听到这句话,苏桃的脸瞬间变得红彤彤的,宛如熟透的海棠果。她突然想起昨日临睡时,阿娘神神秘秘递给她的压箱底的物件。
那是一个椭圆形的小盒子,光滑细腻,散发着神秘的气息。
阿娘含含糊糊地告诉她,成亲当晚要拿出来看看,看了就会明白。
可是,明白什么呢?
苏桃如坠浓厚迷雾中,当她想再次询问时,阿娘却像逃难似的匆匆离去了。
她按捺不住内心强烈的好奇。
昨天阿娘走后,她便迫不及待地将其偷偷拿出来,那小盒子里装着一个小巧玲珑的瓷器,竟是一男一女相拥的模样。
从未见过这般场景的她,乍一看并未明白其中深意。
于是,她手持瓷人,仔细端详,反复琢磨,当她终于看明白时,又惊又羞,手一抖,差点儿将其扔在地上摔得粉碎。
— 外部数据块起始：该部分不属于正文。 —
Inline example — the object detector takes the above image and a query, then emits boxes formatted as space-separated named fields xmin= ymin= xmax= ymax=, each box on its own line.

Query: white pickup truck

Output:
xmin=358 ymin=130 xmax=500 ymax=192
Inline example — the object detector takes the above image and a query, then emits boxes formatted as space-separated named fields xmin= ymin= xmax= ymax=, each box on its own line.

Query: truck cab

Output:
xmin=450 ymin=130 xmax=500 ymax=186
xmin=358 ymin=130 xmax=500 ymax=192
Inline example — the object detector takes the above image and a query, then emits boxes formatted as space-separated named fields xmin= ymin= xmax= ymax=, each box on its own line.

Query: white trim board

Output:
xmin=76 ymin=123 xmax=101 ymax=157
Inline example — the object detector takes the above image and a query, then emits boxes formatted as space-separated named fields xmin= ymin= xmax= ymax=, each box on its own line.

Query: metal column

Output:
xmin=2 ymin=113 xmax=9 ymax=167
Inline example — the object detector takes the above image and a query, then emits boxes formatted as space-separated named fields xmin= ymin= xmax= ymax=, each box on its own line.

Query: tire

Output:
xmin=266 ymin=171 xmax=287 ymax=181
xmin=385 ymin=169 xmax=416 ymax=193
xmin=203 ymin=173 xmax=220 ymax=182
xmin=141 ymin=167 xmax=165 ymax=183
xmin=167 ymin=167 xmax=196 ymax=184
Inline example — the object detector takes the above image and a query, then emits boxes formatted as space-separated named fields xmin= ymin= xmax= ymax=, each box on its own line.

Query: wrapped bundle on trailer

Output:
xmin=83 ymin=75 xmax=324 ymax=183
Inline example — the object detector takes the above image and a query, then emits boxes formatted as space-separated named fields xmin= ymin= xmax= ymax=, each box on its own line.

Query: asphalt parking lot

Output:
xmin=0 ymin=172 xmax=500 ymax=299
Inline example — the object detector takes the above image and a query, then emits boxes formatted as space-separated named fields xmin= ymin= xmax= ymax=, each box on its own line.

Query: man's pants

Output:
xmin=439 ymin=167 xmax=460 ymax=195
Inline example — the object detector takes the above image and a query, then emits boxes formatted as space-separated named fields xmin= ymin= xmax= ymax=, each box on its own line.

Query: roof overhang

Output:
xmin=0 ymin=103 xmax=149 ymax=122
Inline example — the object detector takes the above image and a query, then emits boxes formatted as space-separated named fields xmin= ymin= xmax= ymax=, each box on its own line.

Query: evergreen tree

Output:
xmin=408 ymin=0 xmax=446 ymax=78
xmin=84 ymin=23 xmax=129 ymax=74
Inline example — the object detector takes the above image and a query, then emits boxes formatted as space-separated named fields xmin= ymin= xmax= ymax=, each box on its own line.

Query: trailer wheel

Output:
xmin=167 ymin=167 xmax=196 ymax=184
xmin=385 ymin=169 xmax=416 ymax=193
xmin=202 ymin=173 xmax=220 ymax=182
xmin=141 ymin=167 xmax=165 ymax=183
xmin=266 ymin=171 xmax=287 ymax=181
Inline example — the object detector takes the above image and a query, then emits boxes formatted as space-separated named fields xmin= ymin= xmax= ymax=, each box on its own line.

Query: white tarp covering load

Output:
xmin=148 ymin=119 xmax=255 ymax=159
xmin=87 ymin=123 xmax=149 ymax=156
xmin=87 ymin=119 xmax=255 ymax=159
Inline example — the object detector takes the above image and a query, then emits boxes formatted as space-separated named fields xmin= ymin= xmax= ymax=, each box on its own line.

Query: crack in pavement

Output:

至今,她都懊悔自己看了那一眼,只觉得脸颊滚烫,如火烧一般。
羞臊之余,她赶紧把小盒子塞进了箱子的最底层,决定不再将其取出。
然而,那两个小人儿犹如被深深地烙印在了脑海之中,一想起,便清晰地在眼前闪现。
洞房就是那样子吗?
她被外面那人的一句“洞房”,再次勾起了昨日的羞涩,那感觉仿佛是被轻柔的羽毛轻轻拂过,又似一阵涟漪在心中荡漾开来。
羞臊至极的苏桃匆匆抬头扫视房间,试图转移自己纷乱的思绪。
她端坐的雕花木架子床正对着房间门,房门旁边的窗户下摆放着一张宽大的书桌,上面摆放着砚台、笔架和纸张,旁边放置着一个书篓。
那里一尘不染,整洁异常,与披红挂彩的房间相比,显得有些格格不入。
书桌靠墙的一侧有一扇小巧的木门,令人不禁好奇门后究竟是怎样的房间?
墙面似乎是新刮过的,光滑如镜,干净得发亮。
她家新制的五斗柜静立在床头,而立柜则紧靠着背面的墙。
五斗柜的对面有个小小的梳妆台,梳妆台的妆奁上面嵌着一枚光洁的铜镜。
这张雕花的架子床宽敞无比,躺下两个成年人还绰绰有余。
床上铺陈的盖被都是新做的,柔软又暖和,大红背面上绣着活灵活现的鸳鸯戏水图。
苏桃正好奇地四处打量着,房间的门突然发出“吱呀”一声,一个梳着双丫髻,身穿喜庆袄裙的十一二岁小娘子如一只灵活的小兔子沿着门缝溜进来。
进来后她手脚麻利地关好房门,将手中的托盘轻轻放在窗前的书桌上。
然后,她笑嘻嘻地走到苏桃面前,像发现了什么新奇的宝物一样,怔怔地盯着苏桃看了好一会儿,脆生生地叫了声:“五嫂。”
这一声“五嫂”,仿佛一只小手,轻轻地拨动了苏桃的心弦,她那刚刚恢复正常的脸色,瞬间又变得通红,暗道:从今以后她的身份就转换了呀。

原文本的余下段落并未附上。